Kirim Pahala Bacaan al-Fatihah
Menghadiahkan bacaan al-Qur’an untuk yang sudah meninggal dunia tidak pernah di nukil dari Nabi shallallahu ‘alaihi wa sallam, para sahabat radhiyallahu ‘anhum, tabi’in, tabi’ut tabi’in, dan juga tidak seorang pun dari imam kaum muslimin. Seandainya hal itu baik, tentu Nabi shallallahu ‘alaihi wa sallam dan para sahabat adalah orang yang terdepan mengamalkannya.
Banyak para ulama yang menegaskan bid’ahnya budaya kirim al-Fatihah kepara ruh fulan dan sebagainya [8]. Berikut beberapa nukilan, di antaranya:
al-Hafizh Ibnu Hajar al-Asqolani rahimahullah berkata: “Do’a ini dibuat-buat, tidak ada asalnya dalam sunnah.”[9]
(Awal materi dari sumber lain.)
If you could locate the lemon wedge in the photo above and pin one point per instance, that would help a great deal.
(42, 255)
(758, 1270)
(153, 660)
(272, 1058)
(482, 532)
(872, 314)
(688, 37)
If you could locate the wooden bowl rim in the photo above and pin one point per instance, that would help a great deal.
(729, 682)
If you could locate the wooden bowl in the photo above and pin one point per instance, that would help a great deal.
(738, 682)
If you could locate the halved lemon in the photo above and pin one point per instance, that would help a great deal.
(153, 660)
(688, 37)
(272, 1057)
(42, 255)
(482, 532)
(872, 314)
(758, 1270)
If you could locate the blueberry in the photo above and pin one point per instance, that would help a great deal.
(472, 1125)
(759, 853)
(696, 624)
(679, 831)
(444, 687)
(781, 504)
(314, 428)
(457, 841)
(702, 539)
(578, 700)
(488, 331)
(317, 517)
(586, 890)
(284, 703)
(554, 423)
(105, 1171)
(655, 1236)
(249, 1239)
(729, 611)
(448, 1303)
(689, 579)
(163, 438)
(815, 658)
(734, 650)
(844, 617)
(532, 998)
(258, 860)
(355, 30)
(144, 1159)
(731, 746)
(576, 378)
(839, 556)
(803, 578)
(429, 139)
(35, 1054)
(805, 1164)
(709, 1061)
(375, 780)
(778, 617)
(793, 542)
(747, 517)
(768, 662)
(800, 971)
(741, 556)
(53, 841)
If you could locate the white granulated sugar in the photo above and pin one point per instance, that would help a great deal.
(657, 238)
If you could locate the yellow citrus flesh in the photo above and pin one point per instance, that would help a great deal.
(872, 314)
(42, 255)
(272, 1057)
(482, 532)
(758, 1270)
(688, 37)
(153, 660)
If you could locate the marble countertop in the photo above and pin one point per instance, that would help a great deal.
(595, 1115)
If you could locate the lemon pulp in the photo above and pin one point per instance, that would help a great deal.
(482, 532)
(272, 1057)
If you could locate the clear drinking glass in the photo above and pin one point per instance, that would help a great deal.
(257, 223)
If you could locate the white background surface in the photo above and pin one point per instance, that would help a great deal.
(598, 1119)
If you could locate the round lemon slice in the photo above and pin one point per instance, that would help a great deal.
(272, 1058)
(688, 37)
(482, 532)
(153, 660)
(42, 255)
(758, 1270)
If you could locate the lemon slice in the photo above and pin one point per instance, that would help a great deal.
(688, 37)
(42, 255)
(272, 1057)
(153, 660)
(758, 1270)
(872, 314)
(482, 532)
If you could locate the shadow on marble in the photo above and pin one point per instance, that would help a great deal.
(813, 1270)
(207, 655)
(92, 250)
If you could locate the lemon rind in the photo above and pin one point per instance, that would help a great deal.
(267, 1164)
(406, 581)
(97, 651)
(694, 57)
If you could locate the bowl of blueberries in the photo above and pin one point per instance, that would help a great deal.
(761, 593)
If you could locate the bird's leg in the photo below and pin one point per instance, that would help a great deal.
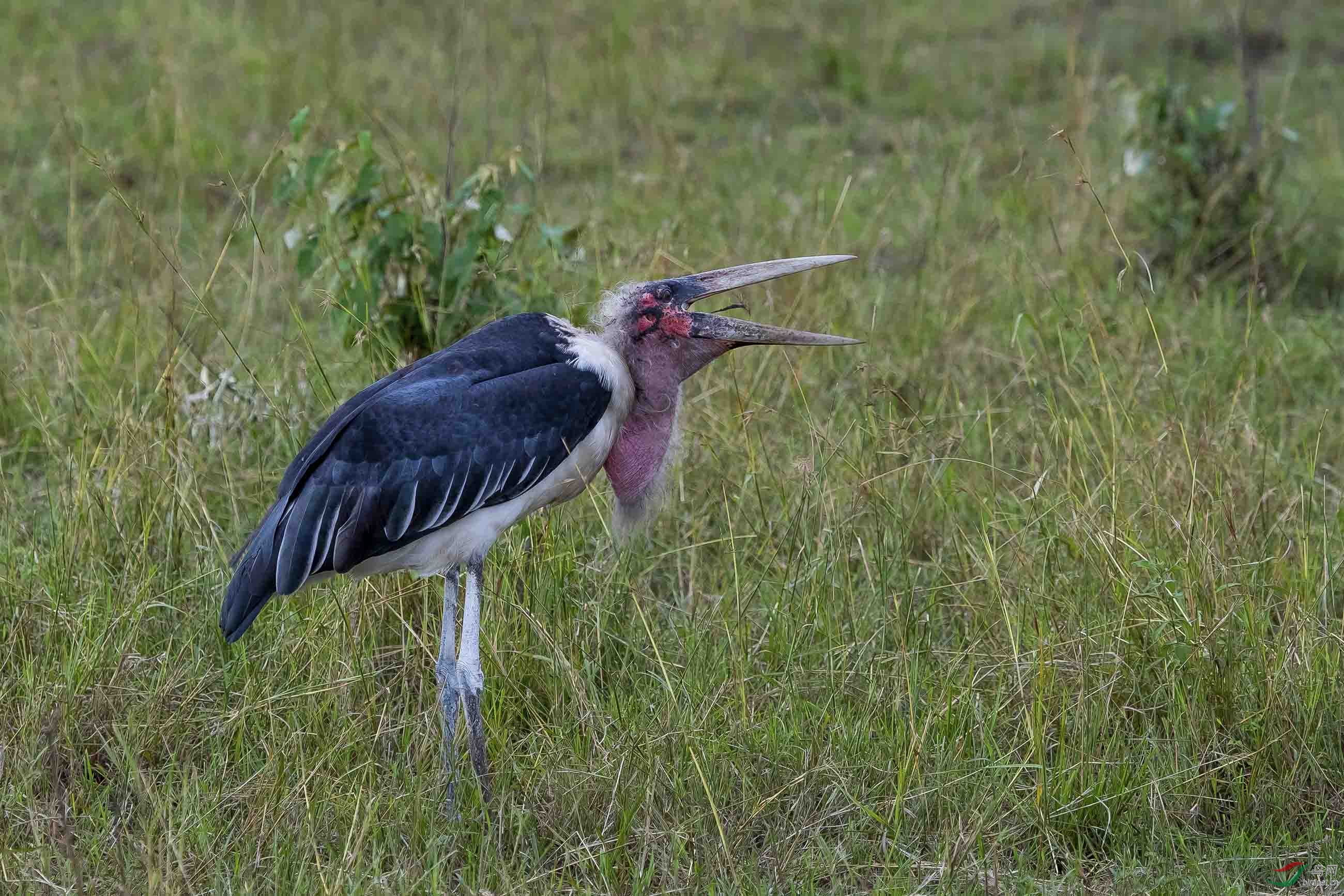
(445, 671)
(471, 677)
al-Hafizh as-Sakhowi rahimahullah berkata: “Saya ditanya tentang kebiasaan manusia usai sholat. Mereka membaca al-Fatihah dan menghadiahkannya kepada kaum muslimin yang hidup dan mati, maka saya jawab: “Cara seperti ini tidak ada contohnya, bahkan ini termasuk kebid’ahan dalam agama.”[10]
Ad-Dirdir rahimahullah berkata: “Sebagian imam kami (madzhab Malikiyyah) menegaskan bahwa membaca al-Fatihah dan menghadiahkannya kepada Nabi shallallahu ‘alaihi wa sallam hukumnya di benci. Ibnu Hajar rahimahullah mengatakan: “Ini adalah do’a yang dibuat-buat oleh para pembaca al-Qur’an belakangan dan saya tidak mengetahui salaf yang mendahului mereka.”[11]
Syaikh Muhammad Rosyid Ridhi rahimahullah berkata: “Ketahuilah bahwa apa yang populer di kampung dan kota berupa bacaan al-Fatihah untuk orang-orang yang sudah meninggal dunia tidak ada haditsnya yang shohih maupun dho’if. Bahkan hal itu termasuk kebid’ahan yang sesat berdasarkan dalil-dalil yang telah lalu. Hanya saja karena orang-orang yang dianggap alim diam maka seakan-akan menjadi perkara yang sunnah muakkad atau bahkan wajib.”[12]
Syaikh Abdul Aziz bin Baz rahimahullah berkata: “Adapun menghadiahkan al-Fatihah atau selainnya kepada orang-orang yang mati maka tidak ada dalilnya. Hendaknya hal itu ditinggalkan karena tidak dinukil dari Nabi shallallahu ‘alaihi wa sallam dan para sahabat radhiyallahu ‘anhum. Namun disyariatkan berdo’a, shodaqoh, haji, umroh, membayar hutang dan sebagainya bagi yang telah meninggal yang telah jelas dalilnya bahwa hal itu bermanfaat bagi mayit.”[15]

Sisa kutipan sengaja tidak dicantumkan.